Sedangkan bagi Suku Lampung, Islam adalah satu kesatuan dengan Adat Lampung yang tak bisa dipisahkan. Berdirinya Kepaksian didahului oleh Kemaharajaan Majapahit. Kepaksian Sekala Brak adalah sebuah kerajaan yang berlandaskan nilai-nilai agama Islam. [4][5][6]. Awal masuknya Penyebaran Islam ke Indonesia tidak bersamaan, Kedatangan Islam di Indonesia melalui pesisir pantai utara sumatra pada abad ke-7 sampai dengan abad ke-8, pada abad ke-12 suku-suku Muslim menumbuhkan Kerajaan-Kerajaan Islam di Nusantara seperti kita ketahui islam masuk ke jawa pada saat dikuburkannya Fatimah binti Maimun di Laren Gersik bersamaan kedatangan Islam ke belahan Indonesia bangian timur ke maluku juga tidak dapat terpisahkan dari kegiatan prdagangan pada abad ke-14 Masehi sedangkan islam masuk ke banjarmasin pada tahun 1550 Masehi, adapun di pulau sulawesi masuknya Islam pada abad 15 Masehi. Perkembangan Islam secara struktural atau secara birokrasi di awali dengan masuk Islamnya para raja-raja yang kemudian di ikuti oleh suku-suku lainnya, perpindahan para penguasa ini mempasilitasi percepatan perkembangan Islam secara kuantitatif, bahkan dengan masuknya Islam dalam kelompok bangsawan dan raja, pada akhirnya mereka akan memahami dan mendalami Islam dalam komunitasnya dan ini awal munculnya sosok Sultan yang menjadi Ulama. Hingga sampai akhir abad 16 tidak terjadi kemunduran dalam hal penyebaran Islam melalui Kerajaan-Kerajaan, hal ini dibuktikan di tanah Lampung hingga saat ini kelompok beragamakan Islam yang jumlahnya lebih banyak dibandingkan kelompok yang tidak beragamakan Islam, bahkan yang beragamakan Islam di Lampung, Muslim 95,48% per Kota/Kabupaten di Provinsi Lampung.
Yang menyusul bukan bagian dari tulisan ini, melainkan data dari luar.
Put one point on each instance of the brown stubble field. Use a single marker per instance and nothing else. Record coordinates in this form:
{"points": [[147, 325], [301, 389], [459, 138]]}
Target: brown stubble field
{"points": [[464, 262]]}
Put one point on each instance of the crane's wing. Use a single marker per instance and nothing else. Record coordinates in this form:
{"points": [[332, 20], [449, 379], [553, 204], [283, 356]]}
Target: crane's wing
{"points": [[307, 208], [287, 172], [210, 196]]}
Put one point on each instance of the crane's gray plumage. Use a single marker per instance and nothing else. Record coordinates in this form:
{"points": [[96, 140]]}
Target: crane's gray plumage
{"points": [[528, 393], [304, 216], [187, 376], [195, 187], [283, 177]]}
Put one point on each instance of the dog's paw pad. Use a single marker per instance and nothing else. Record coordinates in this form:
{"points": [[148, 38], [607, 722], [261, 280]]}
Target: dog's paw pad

Pada hari Jum'at tanggal 3 September 1971 Gubernur Kepala Daerah Tingkat I Lampung Sutiyoso bersama Dewan Perwakilan Rakyat Daerah Tingkat I Lampung A.R Siregar menetapkan Peraturan Daerah Provinsi Lampung Nomor I tahun 1971 tentang bentuk Lambang Daerah Provinsi Lampung menjelaskan tentang isi dan arti Lambang Daerah Provinsi Lampung, Bunga melur (melati 4 bunga, setiap bunga mempunyai 4 daun bunga yang berkelompok lima) dengan pengertian Kuntum Bunga melambangkan 4 Kepaksian asal Sekala Brak yang terdiri dari 4 paksi (Kepaksian) 4 (empat) pemegang pucuk tertinggi didalam Adat terdiri dari Umpu Pernong, Umpu Nyerupa, Umpu Pejalan di Way, Umpu Belunguh dengan pusat titik kebesaran Sultan Sekala Brak Umpu Pernong Gelar Sultan Ratu Buay Pernong berada di Kepaksian Pernong, Umpu Nyerupa berada di Kepaksian Nyerupa, Umpu Bejalan di Way berada di Kepaksian Bejalan di Way, Umpu Belunguh berada di Kepaksian Belunguh, ke-4 Umpu ini adalah putra-putra dari pada Sultan Sekala Brak Umpu Ngegalang Paksi Gelar Sultan Ratu Ngegalang Paksi, Kelompok Daun Bunga Setelah berkembang dan tersebarnya masyarakat di seluruh daerah Lampung, maka terbinalah 5 daerah Keratuan yang masing-masing dipimpin oleh Ratu di Belalau, Ratu Darah Puti, Ratu di Pungung, Ratu Pemanggilan, Ratu di Puncak Daun Bunga Sekala yang terdapat pada Puncak Lengkungan Siger atas dimana ujungnya mengenai tiang payung agung. Bunga sekala itu menjulang dari 4 daun kembangnya (dari bawah) yang mengandung arti Menjulang dari 4 daun bunga Semua Jurai yang berasal dari sekala Brak yang dilambangkan oleh Paksi Pak Sekala Brak (Kepaksian Sekala Brak) mempunyai filsafat hidup Bunga Sekala berdaun Lima melambangkan bahwa Filsafat Pi’il Pesenggiri itu bertemali 5 serta mempunyai Siger lekuk tujuh melambangkan pedoman hidup suku-suku Lampung bertemali 7. Hingga sampai Jaman sekarang apa bila Kerajaan Sekala Brak muncul maka muka seluruh komunitas masyarakat yang dulu mempunyai keterkaitan dengan Kepaksian Sekala Brak muncul, untuk menegakkan Payung dari pada Sekala Brak.

Zaman Kolonial

Tatkala Banten di bawah pimpinan Sultan Agung Tirtayasa (1651-1683) Banten berhasil menjadi pusat perdagangan yang dapat menyaingi VOC di perairan Jawa, Sumatra dan Maluku. Sultan Agung Tirtayasa ini dalam upaya meluaskan wilayah kekuasaan Banten mendapat hambatan karena dihalang-halangi VOC yang bercokol di Batavia. Putra Sultan Agung Tirtayasa yang bernama Sultan Abu Nashar Abdul Qahar diserahi tugas untuk menggantikan kedudukan mahkota kesultanan Banten.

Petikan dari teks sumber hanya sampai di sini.